Friday, January 30, 2004

Growing up in my house was a little like growing up in the environment of an operating room (minus the hot nurses and the CellDyn2001 Blood Analyzer). Everything had its place, bookcases were dusted, carpets vacuumed leaving neat criss cross diagonal patterns, the floors were swept and mopped, the bathrooms scrubbed (our shower doors were being squeegeed long before it was en vogue). Our dishes were cleaned the moment they were put in the sink and if it was my night to wash them and something was especially crusty and cooked on, I had to plead my case to leave it in the sink to soak overnight. I even had friends, on more than one occasion, ask if it was okay to sit on the furniture because they didn't want to "mess it up." You get the idea.

Today, my house would be unrecognizable to my childhood friends. The dishes are still cleaned expeditiously but the rest of house....well, it's gone to the dogs, literally.

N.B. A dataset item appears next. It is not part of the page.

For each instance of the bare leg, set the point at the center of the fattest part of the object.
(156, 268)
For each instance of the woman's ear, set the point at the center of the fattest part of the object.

There is no where in my house that is safe from the constant onslaught of white, wiry, dog hair. They’re like ticks.. once they fall, they burrow into the fabric and won't budge. It takes a careful, steady hand to remove it which is pretty implausible due to the sheer number of hairs that fall from my dog (approximately 1,273,829 hairs per day.) The situation is so out of control that it's not uncommon for me to be miles away from my home and my dog and find an offending hair in some random place. Case in point: I recently attended a wedding 75 miles away and during the ceremony, I noticed a single white hair resting on the back of the man sitting directly in front of me. A complete stranger, mind you, sporting a $3000 suit and the best comb-over this side of the Mississippi. I pretended not to notice and let him continue through the evening with this little piece of Turtle hanging from his shoulder.

Where is this all leading? Well, I have two rock your ass off houseguests coming to town today to stay for the weekend and of course, I’m fretting about how dirty my house is. Not only is there the excessive dog hair issue, we also have a terrible case of “dusteous houseous” due to the fact both our house and backyard are going through major overhauls. Therefore, I have put together this Handy Dandy Packing Guideline for my guests:

Handy Dandy Packing Guideline:

1. Do not bring any piece of clothing you care about
2. Do not bring any piece of black clothing
3. Do not bring any piece of fleece clothing
4. Do not, under ANY circumstances, bring any piece black fleece clothing
5. DO bring industrial strength lint removers (three minimum)
6. Full Haz-Mat gear recommended for extended stays

If you pack using these easy to follow steps and burn all garments before returning to your own home, your stay at Casa de Cubie will be a delightful one, and free of aggravation upon your return home.

(FYI: Sports bras welcome May through September. Ha ha ha! Hell, sports bras welcome year round.)